The teacher says, " Okay, who's the comedian with the black balls?"

Immediately, little Johnny stands up and says, "Bill Cosby, see ya on Tuesday.
Love

The teacher asked the class if anyone could give the class an example of love.
Little Susie stood up and said, "I saw two robins making a nest together, I think that is love."
"Very good," said the teacher, "anyone else?"
Little Johnny stood up and said "I think love is 'fucking'."
The teacher was shocked and told little Johnny to go home and not to come back without a note from his father.
The next morning Little Johnny was back in class, the teacher asked, "Do you have a note from your father?"
Little Johnny said, "No, my father said love is fucking, and anyone that says it is not is a cock sucker and he doesn't correspond with cock suckers."
Little Johnny is sitting on a bench in the park and sees two dogs humping. Asks Daddy what they are doing. His father says Johnny that are making puppies. Johnny smiles and says that is good. A few nights later Johnny gets up in the middle of the night to go to the bathrom. While walking past his parents bedroom the door is slightly open and Johnny sees Mommy and Daddy naked and Daddy is humping on Mommy. Johnny pushes open the door and says What are you doing. Embarrassed Daddy says Johnny we are making you a new brother or sister. Thinking for a second Johnny says Oh Dad flip her over I'd rather have a Puppy.

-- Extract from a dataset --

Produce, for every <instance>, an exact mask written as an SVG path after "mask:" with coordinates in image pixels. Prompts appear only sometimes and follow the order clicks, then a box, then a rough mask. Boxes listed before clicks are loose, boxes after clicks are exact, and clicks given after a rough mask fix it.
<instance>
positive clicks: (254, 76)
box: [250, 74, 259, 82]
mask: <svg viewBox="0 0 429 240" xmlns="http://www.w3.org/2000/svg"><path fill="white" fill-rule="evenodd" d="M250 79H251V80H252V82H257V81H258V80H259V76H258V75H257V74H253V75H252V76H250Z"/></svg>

little johnny was taking his usual afternoon nap and was thirsty so getting up to get a drink he walks past his mom and dads room,,,, the door was slightly ajar so he quietly peeps in and there is dad going to town pumping on mom... dad looks over and sees little johny watching and silently gives him a big grin and a thumbs up... so after dad and mom get done dad figures its time for him to explain about the birds and the bees... he looks in johnnys room... no johnny.... he looks in the front room... no johnny... he is walking past his mothers room whom lives with them...and there is johonny pumping away on grandma... little johonny looks up at him seeing him watching and states "NOT so fucking funny when its your mom is it....."
Little Johnny walks past his parents room. Where he hears some moaning. So he looks into the key hole. Turning to his sister he shouts "and the Bitch gets mad at me for sucking my thumb."
I love it, give me more....
Little Johny is sitting in the back of the class when the teacher hears...GODDAMN!!!...teacher says," Johny thats enough of that." Johny says, "yes teacher."....Right before lunch teacher hears Johny say GODDAMN!!!...Teacher says, "Johny, you say that 1 more time your after school."...Johny says, "Yes teacher."...sure enough right before afternoon recess teacher hears Johny say GODDAMN!!!!...Teacher says, "Johny your after school."....Johny comes in after school and teacher asks, "Johny why were you saying that?"......Well teacher walking to school this morning I seen this bull mounting this cow...Teacher says, "well your a country boy and you ought to see that. Now why were you saying that?"...Well I walked a little farther and seen this stud mounting this mare..Teacher says, "Your a country boy you ought to see that"...Well teacher I just about got to school and seen this cotton tail breeding this other cotton tail...Teacher says,"your a country boy and you ought to see that. NOW WHY WERE YOU SAYING THAT?"...Johny says,"well teacher, if i had the balls of that bull, the cock of that horse and the speed of that rabbit...GODDAMN!!!!!!!!!
little johny is sitting on the porch crying. his dad sees him and ask why he is crying. johny says "well last night when i saw you and mommy. you said you were making a new baby sister for me." the father replyed "yes, so what is the problem." "well," johny answered,"i saw the milk man eating her."